Throughout high school, I published my own comic book, called Splash Comics, which was made up of four separate ongoing stories. I made the lowest grades in school that I could without having to retake the classes, so that I could spend more time with my first true love: drawing. I always took my sketchbook everywhere, drawing all the time, studying nature, and other people. Comic books became one of my only friends. I guess you could say I was almost a Peter Parker type, aside from the fact that I played drums in a punk band. I had always dreamed of becoming a professional comic book artist by the time I was 23, and at the time that I write this, I am almost 27. I have accomplished part of my goal, at least: I have become a comic book artist. Not exactly professionally, since the amount of money I spend on my creations outweigh the amount I make off of them. But, writing and drawing comics has become one of the most rewarding things I have ever done, regardless of how much money I make.
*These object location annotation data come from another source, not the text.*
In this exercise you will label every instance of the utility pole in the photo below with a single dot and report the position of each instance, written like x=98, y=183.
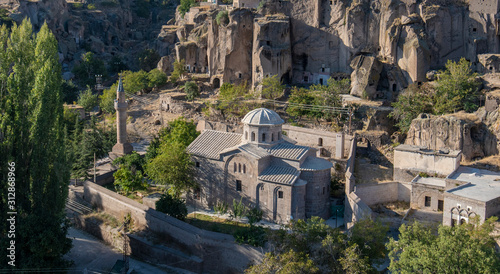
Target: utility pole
x=95, y=181
x=350, y=118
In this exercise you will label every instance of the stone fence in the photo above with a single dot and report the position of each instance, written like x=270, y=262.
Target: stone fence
x=219, y=252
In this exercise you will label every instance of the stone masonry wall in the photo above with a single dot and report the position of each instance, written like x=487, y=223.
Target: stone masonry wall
x=219, y=251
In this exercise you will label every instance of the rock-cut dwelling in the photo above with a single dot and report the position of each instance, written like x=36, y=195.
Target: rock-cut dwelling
x=261, y=167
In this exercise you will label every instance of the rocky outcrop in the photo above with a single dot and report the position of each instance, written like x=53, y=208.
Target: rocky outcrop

      I met my wife Jennie when I was in a band, playing drums in bars and small nightclubs in the area where I live. We became good friends for many years, and eventually fell in love and started dating. She has been very supportive of the fact that I am spend a lot of time doing things that are related to my comic book. I have a 2-year old daughter named Mya, who has taught me more about life than I can even put into words. She is a bundle of joy, a little devil who can transform into an angel as soon as she knows she is guilty of something, and little machine of destruction when the situation calls for it.

      I became interested in comic books when I was in the 3rd grade, when my uncle gave me a stack of 15 or 20 comics, and I immediately fell in love. I sampled a lot of the mainstream comics such as Batman, X-Men and such, but the one that really caught my interest was Teenage Mutant Ninja Turtles, which at the time, was quite the underground comic. My cousins and I used to like to read them and want to learn ninja moves, so we went out and got us some kung-fu books and practiced on each other. We also made swords out of tree limbs and sparred. At the beginning of the 4th grade, my school shut down, and I had to change schools. I pretty much got separated from my all of my friends, so I always took comic books to school to read and keep me company. In the 7th grade, I created my first real character-Superdog! (And his faithful sidekick, Superpup.) My cousins also added on to the ongoing saga of Superdog and created Superbeagle, Superdog's cousin.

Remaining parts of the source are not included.